Using 3 GPUs for training with Trainer() of transformers

Hello,

I have been trying to use my 3 GPUs to train a model (tiiuae/falcon-7b) with a dataset (clips/mqa) for multiple days because of a CUDA out of memory error.

When i use model.to("cuda:0"), the GPU with id 0 has 100% consommation and memory usage.
This is the same for GPUs 1 and 2.

Then, i found that we could put devices_ids directly to nn.DataParallel(model, devices_ids[0,1,2]). When i put only one GPU, the training goes on it, but as soon as i put 2 or 3, the training is done on the first one only.

torch.cuda.empty_cache()
    training_args = TrainingArguments("test-trainer",
        per_device_train_batch_size=10,
        per_device_eval_batch_size=10,
    )
    print("parallel_mode: ", training_args.parallel_mode)
    print("n_gpus: ", training_args.n_gpu)

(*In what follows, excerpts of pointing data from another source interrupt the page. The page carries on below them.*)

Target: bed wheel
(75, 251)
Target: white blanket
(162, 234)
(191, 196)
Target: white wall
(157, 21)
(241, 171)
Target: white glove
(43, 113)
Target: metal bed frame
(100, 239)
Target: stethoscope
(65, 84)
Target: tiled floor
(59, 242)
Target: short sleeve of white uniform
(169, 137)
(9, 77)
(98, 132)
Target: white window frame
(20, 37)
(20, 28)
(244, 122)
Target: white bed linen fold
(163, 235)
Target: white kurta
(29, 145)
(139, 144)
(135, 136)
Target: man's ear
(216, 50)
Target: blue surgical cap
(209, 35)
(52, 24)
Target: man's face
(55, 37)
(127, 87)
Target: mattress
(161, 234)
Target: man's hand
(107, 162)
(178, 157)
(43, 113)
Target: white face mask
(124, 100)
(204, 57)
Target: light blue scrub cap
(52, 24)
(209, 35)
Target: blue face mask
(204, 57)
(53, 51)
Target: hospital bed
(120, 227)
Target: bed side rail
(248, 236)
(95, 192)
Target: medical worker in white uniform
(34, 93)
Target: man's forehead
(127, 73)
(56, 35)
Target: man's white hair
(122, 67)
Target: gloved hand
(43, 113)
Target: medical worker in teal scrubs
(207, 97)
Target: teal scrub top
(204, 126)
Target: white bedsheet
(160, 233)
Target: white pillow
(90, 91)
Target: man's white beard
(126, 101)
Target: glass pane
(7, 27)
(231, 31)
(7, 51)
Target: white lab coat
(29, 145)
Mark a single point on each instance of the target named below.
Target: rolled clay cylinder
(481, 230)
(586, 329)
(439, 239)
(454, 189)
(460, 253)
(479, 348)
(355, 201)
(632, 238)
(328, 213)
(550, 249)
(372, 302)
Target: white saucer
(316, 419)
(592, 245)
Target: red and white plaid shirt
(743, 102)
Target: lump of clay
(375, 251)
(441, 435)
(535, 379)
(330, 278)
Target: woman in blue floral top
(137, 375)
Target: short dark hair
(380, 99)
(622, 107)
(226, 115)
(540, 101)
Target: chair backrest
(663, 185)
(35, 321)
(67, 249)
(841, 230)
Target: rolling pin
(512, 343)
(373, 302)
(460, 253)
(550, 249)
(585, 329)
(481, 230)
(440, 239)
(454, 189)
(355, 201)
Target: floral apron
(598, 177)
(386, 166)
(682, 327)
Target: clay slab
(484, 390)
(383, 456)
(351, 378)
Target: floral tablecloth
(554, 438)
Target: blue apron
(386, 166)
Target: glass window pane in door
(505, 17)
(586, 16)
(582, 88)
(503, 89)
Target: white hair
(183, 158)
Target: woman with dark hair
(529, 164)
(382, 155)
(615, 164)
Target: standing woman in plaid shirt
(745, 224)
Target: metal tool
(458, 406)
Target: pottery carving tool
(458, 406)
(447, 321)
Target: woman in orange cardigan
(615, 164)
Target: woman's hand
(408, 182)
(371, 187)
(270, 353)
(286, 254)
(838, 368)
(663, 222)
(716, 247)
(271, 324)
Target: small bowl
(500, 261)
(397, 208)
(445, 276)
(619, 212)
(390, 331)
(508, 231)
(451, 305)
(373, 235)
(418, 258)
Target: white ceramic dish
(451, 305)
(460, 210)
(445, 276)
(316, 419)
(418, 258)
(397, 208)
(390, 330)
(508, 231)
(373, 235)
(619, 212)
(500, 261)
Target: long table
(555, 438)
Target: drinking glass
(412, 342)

Parallel_mode : NOT_DISTRIBUTED
n_gpu : 3

Here is my full code :

from transformers import TrainingArguments, AutoModelForSequenceClassification, Trainer, AutoTokenizer, DataCollatorWithPadding
from datasets import load_dataset
import os
import torch
from GPUtil import showUtilization as gpu_usage
import torch.nn as nn


def tokenize_function(dataset):
    answers = []
    for answer in dataset["answers"]:
        answers.append(answer[0]['text'])
    test = tokenizer(dataset["name"], answers, truncation=True)
    return test

try:
    torch.cuda.empty_cache()
    training_args = TrainingArguments("test-trainer",
        per_device_train_batch_size=10,
        per_device_eval_batch_size=10,
    )
    print("parallel_mode: ", training_args.parallel_mode)
    print("n_gpus: ", training_args.n_gpu)

    checkpoint = "tiiuae/falcon-7b"
    model = AutoModelForSequenceClassification.from_pretrained(checkpoint, num_labels=2, trust_remote_code=True)

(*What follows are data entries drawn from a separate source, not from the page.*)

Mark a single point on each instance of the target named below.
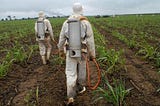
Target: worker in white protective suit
(44, 34)
(76, 66)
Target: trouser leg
(49, 48)
(42, 49)
(71, 76)
(82, 73)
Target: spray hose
(88, 73)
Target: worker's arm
(62, 37)
(90, 40)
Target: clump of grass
(112, 60)
(114, 93)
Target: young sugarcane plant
(115, 93)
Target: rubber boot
(44, 60)
(48, 55)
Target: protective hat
(77, 8)
(41, 14)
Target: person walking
(77, 37)
(44, 35)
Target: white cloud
(30, 8)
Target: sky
(30, 8)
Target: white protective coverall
(76, 68)
(45, 46)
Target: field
(127, 50)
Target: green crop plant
(130, 42)
(147, 51)
(31, 50)
(114, 93)
(4, 67)
(157, 59)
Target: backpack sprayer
(41, 30)
(74, 32)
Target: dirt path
(19, 87)
(140, 74)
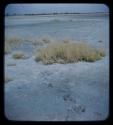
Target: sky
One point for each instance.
(50, 8)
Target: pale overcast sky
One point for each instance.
(49, 8)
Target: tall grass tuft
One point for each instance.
(68, 52)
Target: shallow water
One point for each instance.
(79, 27)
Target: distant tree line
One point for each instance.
(54, 13)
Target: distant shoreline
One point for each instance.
(104, 13)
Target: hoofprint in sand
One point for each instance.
(78, 91)
(58, 92)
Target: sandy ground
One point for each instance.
(58, 92)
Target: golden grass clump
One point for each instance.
(19, 55)
(67, 52)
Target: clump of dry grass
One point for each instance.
(8, 79)
(68, 52)
(19, 55)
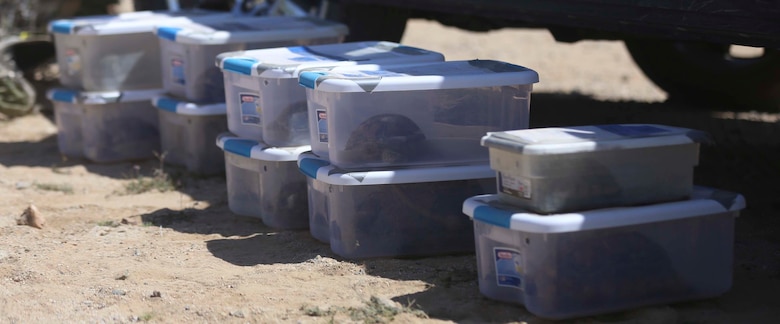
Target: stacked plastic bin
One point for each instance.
(103, 111)
(193, 112)
(595, 219)
(268, 122)
(396, 150)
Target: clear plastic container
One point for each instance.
(115, 126)
(115, 52)
(431, 114)
(187, 133)
(400, 213)
(319, 221)
(601, 261)
(265, 182)
(189, 51)
(272, 75)
(557, 169)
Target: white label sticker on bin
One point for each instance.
(250, 108)
(515, 186)
(322, 125)
(509, 267)
(72, 61)
(177, 70)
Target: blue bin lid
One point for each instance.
(703, 202)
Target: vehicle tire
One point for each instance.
(370, 22)
(707, 76)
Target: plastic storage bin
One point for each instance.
(549, 170)
(114, 126)
(365, 116)
(317, 192)
(265, 182)
(600, 261)
(189, 51)
(187, 133)
(108, 53)
(400, 213)
(271, 75)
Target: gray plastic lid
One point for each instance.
(703, 202)
(246, 29)
(286, 62)
(577, 139)
(101, 97)
(423, 76)
(317, 168)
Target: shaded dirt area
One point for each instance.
(181, 256)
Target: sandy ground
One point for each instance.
(180, 256)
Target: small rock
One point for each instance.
(384, 302)
(122, 276)
(31, 217)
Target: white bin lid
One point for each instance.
(189, 108)
(704, 201)
(577, 139)
(423, 76)
(250, 29)
(286, 62)
(130, 22)
(101, 97)
(316, 168)
(258, 150)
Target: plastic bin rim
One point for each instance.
(184, 34)
(257, 150)
(125, 23)
(189, 108)
(704, 201)
(331, 174)
(673, 136)
(379, 78)
(101, 97)
(276, 62)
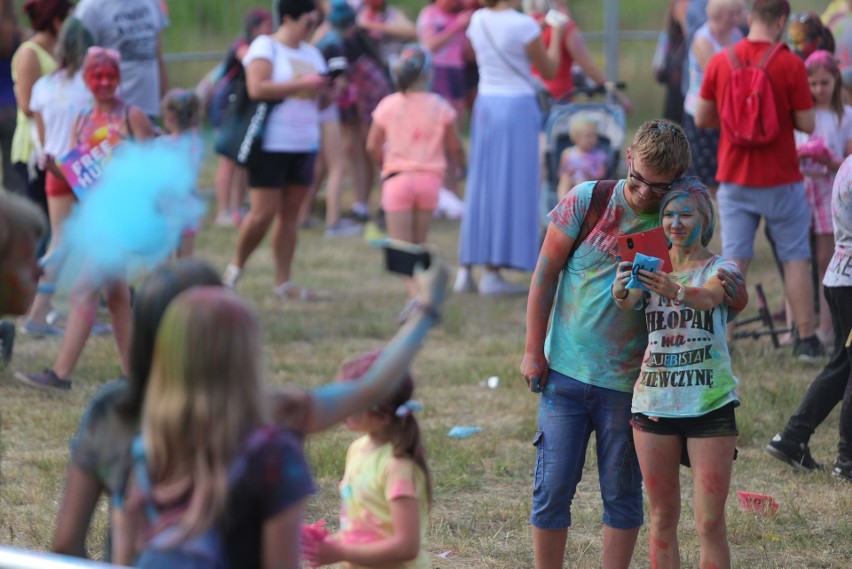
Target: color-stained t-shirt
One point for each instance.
(582, 166)
(686, 371)
(131, 27)
(589, 338)
(414, 126)
(373, 478)
(839, 271)
(432, 21)
(772, 164)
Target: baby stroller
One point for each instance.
(611, 126)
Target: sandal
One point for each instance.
(289, 291)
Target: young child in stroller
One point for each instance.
(583, 161)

    tokenizer = AutoTokenizer.from_pretrained(checkpoint)

    raw_datasets = load_dataset("clips/mqa", language="fr")
    tokenized_datasets = raw_datasets.map(tokenize_function, batched=True)

    data_collator = DataCollatorWithPadding(tokenizer=tokenizer)
    gpu_usage()

    # model = model.to(torch.device("cuda"))  # Move model to the first GPU
    # model = nn.DataParallel(model)  # Wrap model with nn.DataParallel
    trainer = Trainer(
        # model.module,
        model,
        training_args,
        train_dataset=tokenized_datasets['train'],
        # eval_dataset=tokenized_datasets['validation'],
        data_collator=data_collator,
        tokenizer=tokenizer,
        # n_gpu=3,
    )

    trainer.train()
    
    gpu_usage()
    trainer.save_model("test")

except Exception as e:
    print("dans erreur")
    gpu_usage()
    print("\033[91mErreur trainer.train(): {}\033[0m".format(e))

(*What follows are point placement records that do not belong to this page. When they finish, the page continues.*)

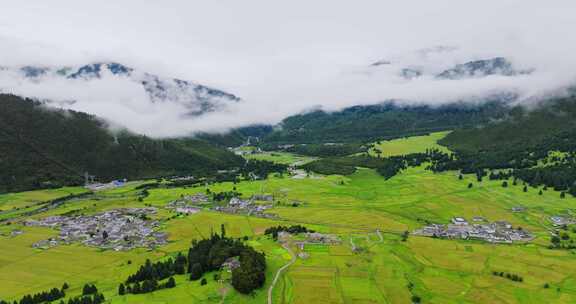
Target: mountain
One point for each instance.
(196, 98)
(387, 120)
(522, 129)
(43, 147)
(482, 68)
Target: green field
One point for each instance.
(385, 270)
(408, 145)
(280, 157)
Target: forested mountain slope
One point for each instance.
(538, 144)
(41, 147)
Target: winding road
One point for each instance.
(279, 272)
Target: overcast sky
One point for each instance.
(285, 57)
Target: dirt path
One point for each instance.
(279, 272)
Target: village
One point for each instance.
(118, 229)
(249, 207)
(460, 228)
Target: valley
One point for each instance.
(377, 258)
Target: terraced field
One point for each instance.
(382, 269)
(408, 145)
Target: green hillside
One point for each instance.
(42, 148)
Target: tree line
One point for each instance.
(294, 229)
(203, 256)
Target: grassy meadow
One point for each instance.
(362, 209)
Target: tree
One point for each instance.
(405, 235)
(195, 272)
(121, 289)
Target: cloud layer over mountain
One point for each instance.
(284, 58)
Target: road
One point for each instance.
(279, 272)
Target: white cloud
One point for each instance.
(283, 57)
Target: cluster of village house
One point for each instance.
(118, 229)
(495, 232)
(188, 204)
(249, 207)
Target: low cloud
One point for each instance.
(283, 59)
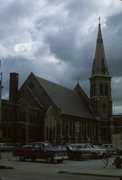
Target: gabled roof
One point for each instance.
(66, 99)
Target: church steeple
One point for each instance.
(99, 65)
(100, 91)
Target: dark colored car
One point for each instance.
(74, 153)
(40, 150)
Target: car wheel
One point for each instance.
(49, 160)
(94, 156)
(60, 161)
(22, 158)
(33, 159)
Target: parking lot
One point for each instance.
(68, 169)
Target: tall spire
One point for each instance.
(99, 65)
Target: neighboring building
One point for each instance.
(44, 111)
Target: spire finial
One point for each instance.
(78, 79)
(99, 19)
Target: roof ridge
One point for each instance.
(55, 83)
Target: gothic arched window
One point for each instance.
(101, 89)
(106, 89)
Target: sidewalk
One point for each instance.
(107, 172)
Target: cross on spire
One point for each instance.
(99, 19)
(78, 79)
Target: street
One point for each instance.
(42, 171)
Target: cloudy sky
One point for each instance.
(56, 39)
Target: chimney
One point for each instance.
(13, 87)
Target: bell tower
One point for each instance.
(100, 91)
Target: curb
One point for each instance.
(6, 167)
(91, 174)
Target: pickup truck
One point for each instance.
(40, 150)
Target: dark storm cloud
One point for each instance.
(114, 43)
(15, 64)
(56, 40)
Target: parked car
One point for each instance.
(109, 149)
(75, 153)
(97, 151)
(89, 150)
(4, 147)
(40, 150)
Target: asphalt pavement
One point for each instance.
(94, 168)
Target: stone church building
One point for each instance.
(44, 111)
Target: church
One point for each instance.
(44, 111)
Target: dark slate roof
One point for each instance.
(66, 99)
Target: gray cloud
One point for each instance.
(56, 40)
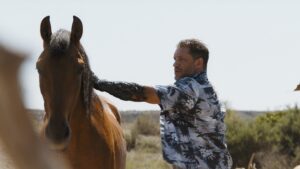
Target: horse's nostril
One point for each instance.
(67, 132)
(57, 132)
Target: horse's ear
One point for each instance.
(77, 30)
(46, 29)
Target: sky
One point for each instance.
(254, 45)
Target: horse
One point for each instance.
(17, 134)
(83, 126)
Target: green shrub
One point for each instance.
(275, 132)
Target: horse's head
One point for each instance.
(63, 73)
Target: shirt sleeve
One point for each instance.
(181, 96)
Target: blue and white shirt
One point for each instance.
(192, 125)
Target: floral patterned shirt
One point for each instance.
(192, 125)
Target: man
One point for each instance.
(192, 123)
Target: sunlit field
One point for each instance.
(273, 138)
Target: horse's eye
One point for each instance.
(80, 69)
(39, 70)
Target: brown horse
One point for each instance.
(83, 126)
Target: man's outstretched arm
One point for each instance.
(127, 91)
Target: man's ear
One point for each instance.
(199, 63)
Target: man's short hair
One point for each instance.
(197, 49)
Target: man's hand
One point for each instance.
(126, 91)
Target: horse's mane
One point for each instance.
(87, 86)
(60, 42)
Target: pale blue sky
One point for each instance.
(254, 45)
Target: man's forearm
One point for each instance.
(122, 90)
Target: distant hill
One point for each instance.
(130, 115)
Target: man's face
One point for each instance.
(184, 64)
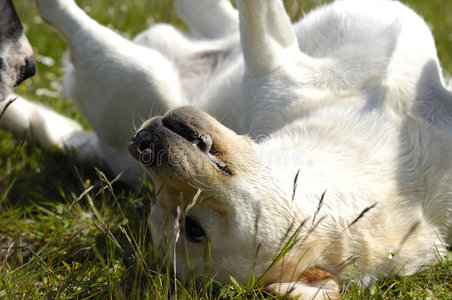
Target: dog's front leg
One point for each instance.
(211, 18)
(115, 82)
(275, 68)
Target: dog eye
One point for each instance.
(193, 231)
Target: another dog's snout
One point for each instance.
(27, 70)
(140, 146)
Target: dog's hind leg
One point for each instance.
(275, 68)
(267, 36)
(210, 18)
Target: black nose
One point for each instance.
(27, 70)
(140, 146)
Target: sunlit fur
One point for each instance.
(351, 98)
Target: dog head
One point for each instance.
(220, 206)
(16, 55)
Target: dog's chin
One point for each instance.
(189, 147)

Has someone already seen this issue?

Thank you for your help,
Paul

What are your GPU specs? If each of your GPUs has around 12 GB of RAM like mine do, I believe you won’t be able to fit the model on a single GPU. My advice is that you split layers of the model on several GPUs so that it fits and then you will be able to train the model. Note that this approach severely lowers GPU utilization since the bottleneck becomes the memory read/write operation.

Here is a snippet I used to load the instruction fine-tuned version of Falcon 7B on 4 GPUs with help of accelerate library:

from transformers import AutoModelForCausalLM
from accelerate import dispatch_model, infer_auto_device_map
from accelerate.utils import get_balanced_memory

model = AutoModelForCausalLM.from_pretrained("tiiuae/falcon-7b-instruct", trust_remote_code=True, device_map='auto', torch_dtype=torch.bfloat16)

max_memory = get_balanced_memory(
    model,
    max_memory=None,
    no_split_module_classes=["DecoderLayer", "Attention", "MLP", "LayerNorm", "Linear"],
    dtype='float16',
    low_zero=False,
)

device_map = infer_auto_device_map(
    model,
    max_memory=max_memory,
    no_split_module_classes=["DecoderLayer", "Attention", "MLP", "LayerNorm", "Linear"],
    dtype='float16'
)

model = dispatch_model(model, device_map=device_map)

You can pip install accelerate to use the required functions.

Also, when you use the Trainer API, it tends to create copies of the model on each GPU which will likely result in a CUDA OOM error since your model is very large.

after dispatch_model
do I need to use accelerator.prepare() API for the learning_rate, datacollator etc?